Performance Tracer intentionally exposes low-level execution information instead of enforcing predefined KPIs.

Different workloads frequently require different interpretations and optimization criteria.

Users are encouraged to create workload-specific metrics and custom analytical views.

Examples:

  • rows processed per source
  • cache efficiency indicators
  • source-to-buffer ratios
  • query distribution statistics
  • workload-specific scoring functions

The built-in views provided by Performance Tracer should be considered a starting point rather than a complete analytical model.


Advanced analysis patterns

Performance Tracer intentionally exposes low-level execution information and does not enforce a specific interpretation model.

Different workloads frequently require different analysis criteria and different optimization strategies.
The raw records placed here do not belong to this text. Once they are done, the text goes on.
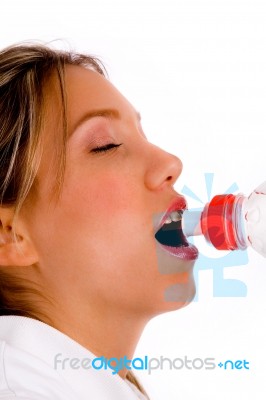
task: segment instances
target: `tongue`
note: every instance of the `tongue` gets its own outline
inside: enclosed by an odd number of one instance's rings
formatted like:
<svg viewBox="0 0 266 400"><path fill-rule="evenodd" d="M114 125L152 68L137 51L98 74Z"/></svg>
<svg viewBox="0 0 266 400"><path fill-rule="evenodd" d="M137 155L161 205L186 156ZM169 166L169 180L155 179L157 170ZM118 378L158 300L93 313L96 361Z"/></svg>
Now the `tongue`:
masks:
<svg viewBox="0 0 266 400"><path fill-rule="evenodd" d="M161 244L172 247L189 246L181 229L181 221L164 224L155 234Z"/></svg>

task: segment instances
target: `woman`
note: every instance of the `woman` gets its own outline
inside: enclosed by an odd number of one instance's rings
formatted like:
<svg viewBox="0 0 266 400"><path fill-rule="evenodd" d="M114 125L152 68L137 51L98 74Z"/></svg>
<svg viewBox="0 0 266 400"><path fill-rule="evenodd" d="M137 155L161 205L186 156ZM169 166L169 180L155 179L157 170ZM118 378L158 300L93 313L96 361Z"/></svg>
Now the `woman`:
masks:
<svg viewBox="0 0 266 400"><path fill-rule="evenodd" d="M181 161L97 59L33 44L0 53L0 159L0 398L147 398L113 365L194 296Z"/></svg>

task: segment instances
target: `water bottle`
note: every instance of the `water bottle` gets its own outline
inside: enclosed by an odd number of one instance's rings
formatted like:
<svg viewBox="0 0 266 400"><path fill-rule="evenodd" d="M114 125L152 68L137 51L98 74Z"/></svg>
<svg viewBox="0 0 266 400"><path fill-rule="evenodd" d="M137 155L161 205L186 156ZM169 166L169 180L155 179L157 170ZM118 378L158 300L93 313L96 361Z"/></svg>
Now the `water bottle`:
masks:
<svg viewBox="0 0 266 400"><path fill-rule="evenodd" d="M248 197L214 196L200 211L182 215L185 236L204 235L218 250L245 250L251 246L266 257L266 181Z"/></svg>

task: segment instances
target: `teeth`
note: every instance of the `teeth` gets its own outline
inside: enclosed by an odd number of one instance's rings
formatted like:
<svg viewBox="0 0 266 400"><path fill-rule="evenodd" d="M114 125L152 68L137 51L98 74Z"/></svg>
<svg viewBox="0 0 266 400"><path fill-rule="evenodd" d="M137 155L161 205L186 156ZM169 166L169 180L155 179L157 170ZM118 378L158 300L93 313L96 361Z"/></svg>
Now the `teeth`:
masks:
<svg viewBox="0 0 266 400"><path fill-rule="evenodd" d="M165 224L171 224L171 222L178 222L182 219L182 211L173 211L169 214L164 221Z"/></svg>
<svg viewBox="0 0 266 400"><path fill-rule="evenodd" d="M180 211L173 211L171 213L171 219L173 222L181 221L182 213Z"/></svg>

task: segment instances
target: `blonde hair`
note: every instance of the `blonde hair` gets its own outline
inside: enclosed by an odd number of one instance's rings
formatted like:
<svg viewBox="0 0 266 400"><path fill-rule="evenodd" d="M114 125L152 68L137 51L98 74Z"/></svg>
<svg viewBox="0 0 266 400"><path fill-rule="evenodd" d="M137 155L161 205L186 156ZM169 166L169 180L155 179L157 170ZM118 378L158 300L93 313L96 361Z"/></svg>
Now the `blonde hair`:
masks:
<svg viewBox="0 0 266 400"><path fill-rule="evenodd" d="M106 76L102 62L90 55L54 50L39 44L18 44L0 51L0 207L14 207L15 215L34 186L40 161L44 86L54 73L62 103L63 137L57 172L59 186L62 183L67 137L66 65L83 66ZM27 279L27 273L14 276L9 268L0 266L0 315L39 320L44 316L49 320L30 301L31 295L50 301L34 284ZM127 379L146 394L131 372Z"/></svg>
<svg viewBox="0 0 266 400"><path fill-rule="evenodd" d="M63 137L58 148L56 180L59 186L62 183L67 136L64 74L69 64L105 75L101 61L89 55L31 43L0 51L0 207L13 207L14 220L36 181L44 88L52 74L57 76L62 103ZM27 273L19 275L11 274L10 268L0 267L0 315L34 315L27 299L39 292L27 280ZM38 319L37 314L34 317Z"/></svg>

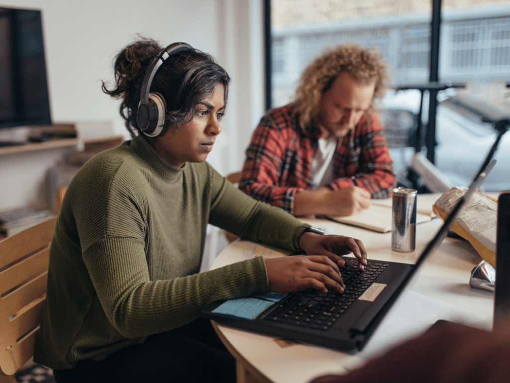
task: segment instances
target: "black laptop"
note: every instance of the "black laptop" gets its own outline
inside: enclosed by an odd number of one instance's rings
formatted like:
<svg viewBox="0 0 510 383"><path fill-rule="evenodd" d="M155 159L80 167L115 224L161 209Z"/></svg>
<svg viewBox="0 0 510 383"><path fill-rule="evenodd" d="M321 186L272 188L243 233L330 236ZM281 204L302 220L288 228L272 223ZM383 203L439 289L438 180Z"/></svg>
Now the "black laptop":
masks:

The following examples illustrate how raw execution metrics can be translated into tuning decisions.

Source filtering efficiency

When implementing custom data sources, especially JavaScript-based data sources, one useful signal is the difference between:

  • ROWS_READ
  • ROWS_RETURNED

Both metrics are available through source execution events.

SELECT
    DATASOURCE_NAME,
    AVG(ROWS_READ) AS AVG_ROWS_READ,
    AVG(ROWS_RETURNED) AS AVG_ROWS_RETURNED
FROM SOURCE_EXECUTION_END
GROUP BY DATASOURCE_NAME

Example:

DATASOURCEAVG_ROWS_READAVG_ROWS_RETURNED
OrdersAPI100000250
UsersAPI500480

In this example OrdersAPI retrieves significantly more information from the remote system than is ultimately returned to the query execution.

This does not necessarily indicate an incorrect implementation.

Kubling is intentionally designed to support scenarios where filtering or projection cannot be pushed to external systems.

However, a large and persistent difference may indicate that:

  • remote filtering could be improved
  • projection pushdown opportunities exist
  • unnecessary payloads are being transferred

Possible optimization decisions could include:

  • improving remote query generation
  • reducing transferred payload size
  • enabling disk buffering
  • enabling RocksDB-backed buffering

The decision is not necessarily intended to improve execution speed directly.

In workloads involving large volumes of intermediate data, buffering strategies may instead improve memory behavior and increase execution stability.